The Fed Cuts Again: a new piece of theatre

The Federal Reserve, ever anxious to appear both decisive and contemplative, has delivered its third consecutive rate cut, trimming another 25 basis points from the federal funds rate and assuring the public, with its characteristic blend of solemnity and denial, that this somehow constitutes a coherent strategy.

The FOMC voted 9–3 for the reduction, and in a gesture worthy of ecclesiastical ambiguity, rewrote parts of its communiqué to suggest “uncertainty”, as if acknowledging confusion might be mistaken for intellectual humility rather than directional blindness. Jerome Powell, performing the familiar ritual of post-meeting reassurance, insisted the Fed had now “done what was necessary” to protect jobs while also maintaining enough monetary pressure to suppress inflation. A delicate balancing act, of course, especially when one is operating without key economic data because the government itself has ceased to function. Yet Powell spoke with the serene confidence of a man who has learned that the tone of certainty is always more important than the substance.

Pressed on whether the next move was inevitably another cut, he danced around the question, but admitted that nobody on the committee sees a rate hike as plausible.
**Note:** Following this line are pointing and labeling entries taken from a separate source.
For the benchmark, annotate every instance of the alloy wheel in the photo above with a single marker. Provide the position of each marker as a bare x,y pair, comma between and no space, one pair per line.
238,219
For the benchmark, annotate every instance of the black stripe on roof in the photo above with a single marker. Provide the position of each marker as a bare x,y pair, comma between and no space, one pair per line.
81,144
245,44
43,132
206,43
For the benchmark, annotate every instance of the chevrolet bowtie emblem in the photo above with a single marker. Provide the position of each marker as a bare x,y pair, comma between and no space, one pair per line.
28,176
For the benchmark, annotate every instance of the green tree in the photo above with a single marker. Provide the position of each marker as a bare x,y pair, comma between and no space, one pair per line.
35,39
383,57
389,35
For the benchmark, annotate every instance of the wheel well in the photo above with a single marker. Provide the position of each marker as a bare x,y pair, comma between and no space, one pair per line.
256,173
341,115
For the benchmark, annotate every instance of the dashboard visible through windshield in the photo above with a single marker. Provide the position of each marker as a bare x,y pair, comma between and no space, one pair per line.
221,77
Hawks exist only in speeches now, never in votes. Markets responded with Pavlovian obedience, a response central bankers have come to mistake for credibility. Expectations for next year’s cuts fell from three to two, the S&P 500 nudged itself politely higher, and the 10-year yield slipped to around 4.15%, a reminder that traders will always hear what they want to hear.

But the true story lies in the dissents, three of them, the first such fracture since 2019. Austan Goolsbee and Jeff Schmid wanted no cut. Stephen Miran, Trump’s appointee, wanted a half-point slash. A house divided, not by ideology, but by the increasingly obvious fact that nobody knows whether inflation or unemployment represents the greater menace. The Fed’s great tragedy is that it must pick a direction while refusing to admit it is navigating by candlelight.
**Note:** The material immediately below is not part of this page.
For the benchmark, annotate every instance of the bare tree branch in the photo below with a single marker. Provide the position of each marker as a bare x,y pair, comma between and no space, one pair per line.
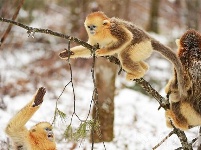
10,25
145,85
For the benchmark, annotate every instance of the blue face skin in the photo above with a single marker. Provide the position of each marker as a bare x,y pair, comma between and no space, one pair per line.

The committee even revived the language it had used just before the last pause, a sign that it longs for the safety of ambiguity. It also authorised fresh Treasury purchases to ensure “ample reserves”, a genteel way of saying that quantitative tightening has reached the point where continuing it would risk breaking things. Meanwhile, unemployment has crept up to 4.4%, inflation remains stuck at 2.8%, and the blackout of official data has forced policymakers to rely on anecdotes, partial estimates, and old numbers dressed up as insight.

Yet the Fed cut rates anyway — not because the data demanded it, but because John Williams, Powell’s institutional shadow, signalled that dissent would be impolite. In a system obsessed with messaging, consensus has become choreography.

The Fed’s updated projections now foresee one cut in 2026 and another in 2027. But beneath this well-pressed median lies a battlefield: seven officials believe rates should stay exactly where they are, while eight support at least two cuts. Growth expectations for 2026 have been revised upward to 2.3%, inflation is expected to drift to 2.4%, and tariff effects are assumed to fade quietly, as though trade policy were governed by the laws of meteorology rather than presidential impulse.

Powell, hoping to sound authoritative, suggested goods inflation would peak in the first quarter “if nothing major is announced”. Anyone familiar with Washington knows such conditional statements have the predictive value of incense.

And so the Fed cuts rates again, calls it prudence, and assures the world that the plan is working.
But behind the curtain, the institution looks less like a guardian of stability and more like a troupe improvising its way through an opera whose libretto it has long since lost.